If you do not pay the money, then Shopko can sue you. They will likely send you at least one, maybe more demand letters. Then, if you do not pay, if they are serious about collecting, then they will have to hire a (or pay an in-house) lawyer to sue you. They will have to pay a filing fee to file the lawsuit. There is a small chance of them spending good money to chase bad, but it is possible. If you want to try to avoid this, you could write them a letter and send them a check for a significant amount less (say $25), and tell them this is in full and final settlement of their demand. They may or may not accept this.
Since you are charged with a criminal offense, you need to hire a lawyer. You should discuss this with your criminal lawyer and follow that lawyer's advice.
First, I would not send any check until the shoplifting offense is settled, otherwise you would be admitting guilt to the underlying offense, which you may otherwise have a defense for.
If the citation is only municipal, you would not face criminal charges, you will need to see where the return location of your ticket is (i.e. County Courthouse, most likely it is a criminal offense). Either way you would need an attorney. But given that you say it is an ordinance, I will accept it at face value that it is.
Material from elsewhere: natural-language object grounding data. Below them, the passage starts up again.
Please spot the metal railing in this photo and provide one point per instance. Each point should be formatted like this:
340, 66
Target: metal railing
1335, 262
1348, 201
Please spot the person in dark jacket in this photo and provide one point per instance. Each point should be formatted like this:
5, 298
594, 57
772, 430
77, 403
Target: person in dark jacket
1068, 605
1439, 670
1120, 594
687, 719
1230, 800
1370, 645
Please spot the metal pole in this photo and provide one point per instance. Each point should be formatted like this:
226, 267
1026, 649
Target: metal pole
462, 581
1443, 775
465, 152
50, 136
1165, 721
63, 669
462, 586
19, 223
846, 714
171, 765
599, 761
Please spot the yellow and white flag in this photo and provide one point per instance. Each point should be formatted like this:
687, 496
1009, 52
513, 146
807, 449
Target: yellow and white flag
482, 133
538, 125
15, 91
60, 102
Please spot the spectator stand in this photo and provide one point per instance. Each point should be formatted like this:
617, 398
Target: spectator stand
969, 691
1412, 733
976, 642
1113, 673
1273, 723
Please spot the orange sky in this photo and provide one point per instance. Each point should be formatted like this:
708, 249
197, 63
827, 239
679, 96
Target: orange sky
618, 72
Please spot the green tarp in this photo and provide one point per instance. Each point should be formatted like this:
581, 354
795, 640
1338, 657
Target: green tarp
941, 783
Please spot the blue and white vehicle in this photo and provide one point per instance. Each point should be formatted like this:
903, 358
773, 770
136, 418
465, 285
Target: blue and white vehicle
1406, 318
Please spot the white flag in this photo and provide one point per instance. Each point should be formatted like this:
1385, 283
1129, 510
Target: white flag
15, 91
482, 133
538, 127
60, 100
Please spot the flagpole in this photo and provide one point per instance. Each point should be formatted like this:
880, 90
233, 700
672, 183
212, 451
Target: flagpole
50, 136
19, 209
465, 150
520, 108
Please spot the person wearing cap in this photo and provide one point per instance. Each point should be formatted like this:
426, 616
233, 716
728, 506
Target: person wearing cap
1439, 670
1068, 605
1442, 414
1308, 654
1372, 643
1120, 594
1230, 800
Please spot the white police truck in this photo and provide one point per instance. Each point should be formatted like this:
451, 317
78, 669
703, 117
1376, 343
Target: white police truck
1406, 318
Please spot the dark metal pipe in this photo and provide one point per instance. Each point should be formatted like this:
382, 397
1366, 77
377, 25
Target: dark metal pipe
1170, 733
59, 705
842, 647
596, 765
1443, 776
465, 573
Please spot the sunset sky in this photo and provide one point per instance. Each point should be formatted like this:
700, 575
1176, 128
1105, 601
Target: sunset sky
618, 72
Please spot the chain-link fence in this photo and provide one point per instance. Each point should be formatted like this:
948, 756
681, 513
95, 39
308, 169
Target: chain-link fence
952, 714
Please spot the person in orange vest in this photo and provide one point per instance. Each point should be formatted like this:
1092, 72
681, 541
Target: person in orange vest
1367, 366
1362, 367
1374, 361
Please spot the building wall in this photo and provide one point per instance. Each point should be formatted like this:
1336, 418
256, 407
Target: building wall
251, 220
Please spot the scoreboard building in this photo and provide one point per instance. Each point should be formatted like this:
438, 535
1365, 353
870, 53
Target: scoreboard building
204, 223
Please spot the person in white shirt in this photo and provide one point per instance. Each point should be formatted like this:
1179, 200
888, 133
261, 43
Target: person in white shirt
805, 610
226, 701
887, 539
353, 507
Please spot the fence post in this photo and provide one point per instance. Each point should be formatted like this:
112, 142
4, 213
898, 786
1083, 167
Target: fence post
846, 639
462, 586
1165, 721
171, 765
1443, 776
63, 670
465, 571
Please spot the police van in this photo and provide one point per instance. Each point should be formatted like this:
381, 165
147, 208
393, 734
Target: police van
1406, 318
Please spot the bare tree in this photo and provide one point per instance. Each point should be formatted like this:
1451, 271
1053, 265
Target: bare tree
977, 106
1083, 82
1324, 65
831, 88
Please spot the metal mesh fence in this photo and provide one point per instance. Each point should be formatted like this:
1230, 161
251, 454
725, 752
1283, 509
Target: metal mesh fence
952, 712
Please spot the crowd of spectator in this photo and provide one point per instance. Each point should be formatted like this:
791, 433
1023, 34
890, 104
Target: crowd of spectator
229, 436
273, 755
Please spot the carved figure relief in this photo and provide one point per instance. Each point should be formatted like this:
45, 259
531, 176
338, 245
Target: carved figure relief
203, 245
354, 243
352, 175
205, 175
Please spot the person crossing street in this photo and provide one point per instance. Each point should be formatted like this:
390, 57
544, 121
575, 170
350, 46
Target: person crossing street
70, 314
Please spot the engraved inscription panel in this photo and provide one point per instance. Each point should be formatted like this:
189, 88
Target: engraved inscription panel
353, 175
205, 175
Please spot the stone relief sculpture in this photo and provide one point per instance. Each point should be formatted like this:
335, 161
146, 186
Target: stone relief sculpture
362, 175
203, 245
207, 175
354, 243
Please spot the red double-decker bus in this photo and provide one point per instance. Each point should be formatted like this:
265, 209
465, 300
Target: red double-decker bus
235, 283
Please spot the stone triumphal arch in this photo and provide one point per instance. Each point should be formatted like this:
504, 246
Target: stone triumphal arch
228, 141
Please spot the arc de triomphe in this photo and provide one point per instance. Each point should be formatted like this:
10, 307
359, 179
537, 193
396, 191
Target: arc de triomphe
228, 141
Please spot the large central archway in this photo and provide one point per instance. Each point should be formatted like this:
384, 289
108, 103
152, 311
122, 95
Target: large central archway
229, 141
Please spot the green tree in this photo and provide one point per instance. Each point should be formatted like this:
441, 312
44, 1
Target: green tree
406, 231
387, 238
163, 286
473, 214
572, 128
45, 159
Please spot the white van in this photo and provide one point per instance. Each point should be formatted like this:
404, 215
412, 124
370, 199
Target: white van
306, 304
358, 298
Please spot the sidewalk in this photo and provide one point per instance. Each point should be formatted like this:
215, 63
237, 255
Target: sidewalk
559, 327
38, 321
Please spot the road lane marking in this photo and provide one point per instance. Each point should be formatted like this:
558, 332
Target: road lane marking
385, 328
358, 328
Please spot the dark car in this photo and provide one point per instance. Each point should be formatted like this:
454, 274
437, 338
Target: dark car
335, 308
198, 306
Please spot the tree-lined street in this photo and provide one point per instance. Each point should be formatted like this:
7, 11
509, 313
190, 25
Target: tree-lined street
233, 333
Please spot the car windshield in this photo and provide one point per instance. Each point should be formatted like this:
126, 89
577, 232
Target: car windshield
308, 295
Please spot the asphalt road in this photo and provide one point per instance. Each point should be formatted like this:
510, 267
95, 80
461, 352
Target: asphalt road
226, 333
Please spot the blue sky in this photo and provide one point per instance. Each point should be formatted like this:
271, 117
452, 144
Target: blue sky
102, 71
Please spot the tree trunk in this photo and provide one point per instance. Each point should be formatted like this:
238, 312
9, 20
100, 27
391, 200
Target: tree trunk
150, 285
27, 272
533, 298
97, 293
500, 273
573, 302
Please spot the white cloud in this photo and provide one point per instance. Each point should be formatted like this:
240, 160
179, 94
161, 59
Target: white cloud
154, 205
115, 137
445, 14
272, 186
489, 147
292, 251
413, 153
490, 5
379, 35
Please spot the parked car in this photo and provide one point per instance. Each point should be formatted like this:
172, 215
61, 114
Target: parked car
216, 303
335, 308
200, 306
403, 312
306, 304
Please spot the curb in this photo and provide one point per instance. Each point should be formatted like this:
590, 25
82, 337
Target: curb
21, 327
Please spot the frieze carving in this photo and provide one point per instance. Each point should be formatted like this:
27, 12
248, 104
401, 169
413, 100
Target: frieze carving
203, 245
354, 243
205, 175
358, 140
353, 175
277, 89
I would also doubt that shopko is going to sue you, even in small claims, for $490.00. I checked through computer court records, and they have not been a named plaintiff in Wisconsin in the last few years (they were involved in many as a garnishee, meaning someone who worked there was sued for something, and their paycheck was taken for payment-- so their involvement was a coincidence). Mostly because in Wisconsin, small claims matters do not allow you to recover actual attorney fees. Most likely, nothing will happen. However, if you want to insure you are safe send them a letter offering to settle the matter in total for $25 dollars and write in the memo section of your check "paid in full." Any limiting language on the check should serve to act as a civil defense, and the letter will stop them from using your offer to pay as an admission, as the evidence rules prevent offers of settlement to be used to infer guilt.